Le point de départ de cette ambivalence ressentie par Wallace ne nous est conté que par flux et reflux, Brandon Taylor nous donnant finalement accès à l’entièreté des scènes qui se sont jouées en milieu de roman. L’écrivain emploie alors, pour la seule et unique fois de Real Life, la première personne du singulier : Wallace prend la parole et relate son expérience sans ne plus rien omettre de sa souffrance, des agressions physiques et morales qu’il a vécues, de la complicité, de la connivence et brutalité des adultes qui l’entouraient. L’évocation de ces ressouvenirs suscite en lui des émotions contradictoires : il se rappelle d’un passé qu’il a souhaité « abandonner aux fourmis », dont il a souhaité se délester, mais qui ne semble pas complètement oublié. Quand il a fui son État natal pour le Midwest, il nourrissait l’espoir d’un renouveau, chérissait l’idée d’avoir enfin des relations humaines significatives, a peut-être négligé le travail intérieur dont il nécessitait pour « guérir ». Aujourd’hui, il voudrait « vivre […] dans le monde », entamer sa « vraie vie ». Mais tel que nous le montre la circularité de l’intrigue de Real Life, c’est-à-dire le choix de Brandon Taylor de nous conter en fin de roman l’arrivée de Wallace au sein de sa promotion et d’ainsi connoter cette expectative d’une certaine ingénuité, la « vraie vie » possède sans doute aussi son lot de déconvenues.
Un espoir, néanmoins
Brandon Taylor nous offre en somme une œuvre contemplative par laquelle on découvre un homme se trouvant à un carrefour de sa vie, devant prendre des décisions « rapides » qui détermineront l’ensemble de son existence.
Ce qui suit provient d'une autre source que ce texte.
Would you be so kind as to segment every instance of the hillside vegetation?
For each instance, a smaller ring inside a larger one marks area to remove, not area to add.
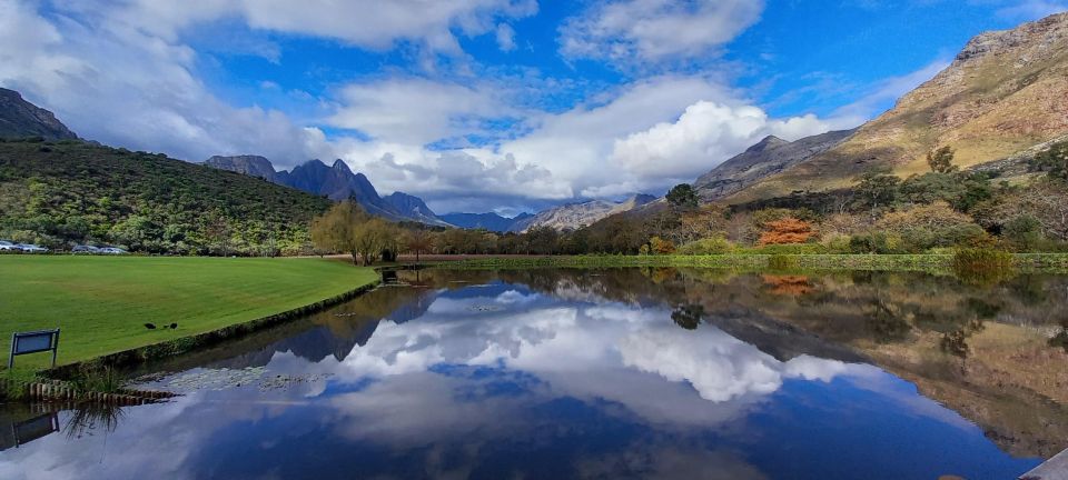
[[[330,201],[239,173],[85,143],[0,142],[0,238],[150,253],[297,253]]]
[[[834,148],[762,179],[731,203],[852,186],[873,168],[921,173],[951,147],[961,167],[1068,133],[1068,13],[972,39],[952,64]]]

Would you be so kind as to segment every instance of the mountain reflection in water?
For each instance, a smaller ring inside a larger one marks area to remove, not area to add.
[[[151,366],[186,394],[4,450],[0,478],[980,479],[1068,447],[1064,277],[399,281]]]

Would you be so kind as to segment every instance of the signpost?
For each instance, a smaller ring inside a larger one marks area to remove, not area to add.
[[[16,356],[42,351],[52,352],[52,367],[56,367],[56,353],[59,351],[59,329],[14,332],[11,334],[11,354],[8,356],[8,368],[14,367]]]

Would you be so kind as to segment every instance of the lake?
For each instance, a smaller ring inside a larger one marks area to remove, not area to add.
[[[172,401],[0,407],[0,478],[1009,479],[1066,362],[1066,277],[404,271],[134,372]]]

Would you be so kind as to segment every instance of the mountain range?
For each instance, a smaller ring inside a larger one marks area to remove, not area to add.
[[[609,216],[642,207],[655,197],[635,194],[624,201],[590,200],[553,207],[536,214],[522,213],[513,218],[497,213],[448,213],[438,216],[423,199],[404,192],[380,197],[363,173],[354,173],[342,160],[327,166],[312,160],[293,170],[275,170],[270,160],[259,156],[215,156],[204,164],[220,170],[244,173],[281,186],[295,188],[332,200],[354,199],[368,212],[390,219],[416,221],[437,227],[486,229],[497,232],[524,232],[536,227],[574,230]]]
[[[44,140],[78,138],[52,112],[22,99],[14,90],[0,88],[0,138],[41,137]]]
[[[511,231],[521,233],[536,227],[551,227],[556,230],[576,230],[617,213],[634,211],[655,200],[656,197],[639,193],[621,202],[591,200],[580,203],[567,203],[543,210],[526,220],[517,221],[512,226]]]
[[[426,206],[423,199],[403,192],[394,192],[385,198],[378,194],[375,186],[363,173],[354,173],[342,160],[333,166],[322,160],[310,160],[293,170],[275,170],[270,160],[259,156],[215,156],[204,164],[247,176],[259,177],[281,186],[303,190],[308,193],[339,201],[353,199],[368,213],[389,220],[415,221],[437,227],[448,227]]]
[[[516,223],[524,222],[534,218],[534,214],[523,212],[515,217],[504,217],[494,212],[490,213],[446,213],[441,216],[442,220],[447,221],[459,228],[484,229],[495,232],[512,231]]]
[[[838,132],[844,139],[762,142],[763,151],[721,164],[695,187],[729,203],[829,191],[872,168],[926,172],[927,153],[943,146],[962,168],[997,162],[1068,134],[1066,99],[1068,12],[977,36],[892,109],[851,134]],[[790,151],[794,146],[803,148]]]

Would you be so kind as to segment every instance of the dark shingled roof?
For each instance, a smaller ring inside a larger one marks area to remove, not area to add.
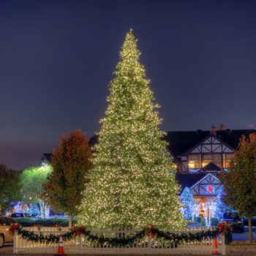
[[[235,129],[225,131],[217,131],[217,137],[224,143],[230,146],[232,148],[236,148],[238,146],[239,139],[242,135],[248,137],[250,133],[256,133],[255,129]],[[165,139],[169,143],[168,149],[176,157],[186,153],[190,148],[206,138],[210,135],[209,131],[188,132],[167,132]],[[90,138],[90,144],[94,146],[97,143],[97,135]],[[51,161],[51,154],[43,154],[48,161]]]
[[[217,131],[217,137],[233,148],[238,146],[242,135],[248,137],[250,133],[256,133],[255,129],[235,129]],[[206,138],[209,131],[167,132],[165,139],[169,143],[168,149],[174,157],[186,153],[190,148]]]
[[[204,177],[208,173],[195,173],[195,174],[182,174],[177,173],[176,176],[178,183],[181,187],[181,191],[187,187],[188,188],[191,187],[198,181],[200,181],[203,177]]]
[[[219,166],[216,165],[213,162],[208,163],[207,165],[206,165],[204,167],[202,168],[203,170],[217,170],[217,171],[221,171],[222,169],[219,168]]]

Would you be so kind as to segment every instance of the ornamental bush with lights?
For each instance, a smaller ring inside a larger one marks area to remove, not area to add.
[[[130,31],[109,86],[79,225],[99,229],[155,225],[173,230],[185,225],[180,189],[159,129],[159,105],[140,55]]]

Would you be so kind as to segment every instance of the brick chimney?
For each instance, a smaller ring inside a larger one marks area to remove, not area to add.
[[[211,133],[216,135],[217,132],[217,127],[213,124],[211,127]]]
[[[226,129],[226,126],[222,124],[219,127],[219,130],[224,132]]]

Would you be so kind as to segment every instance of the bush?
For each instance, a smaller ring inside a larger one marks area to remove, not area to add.
[[[201,224],[202,226],[206,226],[206,219],[204,218],[201,218]]]
[[[201,223],[202,222],[202,217],[195,217],[194,218],[194,222],[199,222]]]
[[[69,220],[65,219],[33,219],[29,218],[19,218],[15,221],[23,227],[32,227],[35,225],[39,225],[43,227],[53,227],[58,225],[61,227],[68,227]],[[76,220],[73,220],[73,224],[75,224]]]
[[[219,219],[217,218],[211,219],[211,226],[217,226],[219,224]]]

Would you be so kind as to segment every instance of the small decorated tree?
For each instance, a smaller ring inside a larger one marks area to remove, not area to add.
[[[221,186],[216,197],[216,210],[214,212],[214,218],[219,219],[219,220],[223,217],[224,213],[227,210],[227,207],[223,202],[223,196],[224,188],[223,186]]]
[[[0,164],[0,215],[22,198],[19,173]]]
[[[220,180],[225,187],[225,203],[248,217],[249,241],[252,243],[252,217],[256,215],[256,134],[241,138],[230,168],[222,173]]]
[[[91,167],[89,140],[80,130],[64,134],[53,156],[53,172],[45,186],[48,202],[53,211],[72,217],[78,213],[83,192]]]
[[[184,188],[181,195],[181,203],[182,204],[181,213],[184,214],[185,219],[193,220],[196,206],[193,195],[187,187]]]
[[[153,103],[140,55],[130,31],[110,84],[80,224],[95,228],[184,225],[158,105]]]
[[[48,217],[48,206],[42,200],[42,195],[45,192],[44,184],[51,172],[50,165],[43,165],[30,167],[20,174],[23,202],[29,206],[30,208],[33,208],[33,205],[38,205],[43,218]],[[37,208],[36,206],[34,208]],[[31,211],[31,214],[32,211]]]

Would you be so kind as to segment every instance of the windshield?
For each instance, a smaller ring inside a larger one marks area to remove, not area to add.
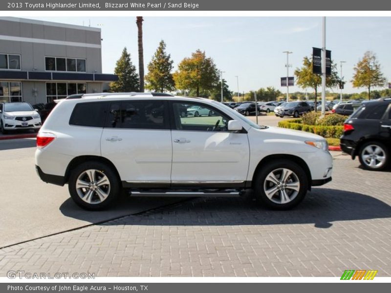
[[[216,104],[218,103],[218,102],[216,102],[214,101],[213,102],[213,103]],[[236,111],[232,109],[232,108],[230,108],[229,107],[227,107],[225,108],[225,110],[230,112],[231,114],[233,114],[234,117],[235,117],[235,118],[239,118],[241,121],[244,122],[245,123],[248,124],[250,126],[251,126],[251,127],[253,127],[255,128],[256,128],[257,129],[261,129],[267,128],[267,126],[264,125],[262,125],[262,126],[260,126],[259,125],[257,125],[257,124],[251,121],[251,120],[248,119],[243,115],[239,114]]]
[[[295,107],[297,105],[297,103],[287,103],[283,104],[284,107]]]
[[[34,109],[29,104],[23,103],[10,103],[6,104],[4,105],[4,110],[5,112],[19,112],[21,111],[34,111]]]

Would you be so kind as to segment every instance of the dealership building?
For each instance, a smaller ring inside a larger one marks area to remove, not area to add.
[[[100,28],[0,17],[0,102],[32,105],[102,92]]]

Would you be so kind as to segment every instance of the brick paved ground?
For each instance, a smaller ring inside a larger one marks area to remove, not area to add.
[[[333,181],[296,209],[194,199],[0,250],[0,276],[391,276],[391,172],[334,160]]]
Il nous permet de découvrir les pensées parfois confuses de cet être, de ressentir intimement chacune de ses collisions avec autrui, de vivre avec lui son aliénation progressive provoquée par des mouvements exogènes. Il nous révèle alors l’existence d’une souffrance si profonde qu’elle expose son propriétaire à l’acceptation d’autres situations toxiques dans ses sphères professionnelle et privée, l’expose aussi à une certaine abnégation résignée dont on voudrait qu’il s’émancipe.
Les choix d’écriture de Brandon Taylor s’avèrent du reste particulièrement efficaces : le rétrécissement de l’intrigue à une temporalité réduite nous dévoile l’urgence des questionnements de son protagoniste principal ; la présence du motif littéraire des oiseaux symbolise le besoin d’évasion, d’envol, de Wallace ; le vocabulaire récurrent se rapportant au froid, à la glace, décrit la complexité du moment vécu par ce même homme ; enfin, l’évocation des œuvres de Virginia Woolf et Marcel Proust nous indique la qualité d’introspection philosophique à laquelle se livre l’écrivain. Brandon Taylor effeuille avec finesse l’essence de cet homme cherchant à se libérer de l’étau de son traumatisme, cherchant simplement à trouver sa place au monde.
Notes
- ↑ Toutes les citations en langue anglaise de cette chronique sont issues du texte original de Brandon Taylor pour l’édition de Real Life parue chez Riverhead Books en 2020 · ISBN : 9780525538882. La traduction française de ces citations est offerte par Héloïse Esquié aux éditions La Croisée en 2022.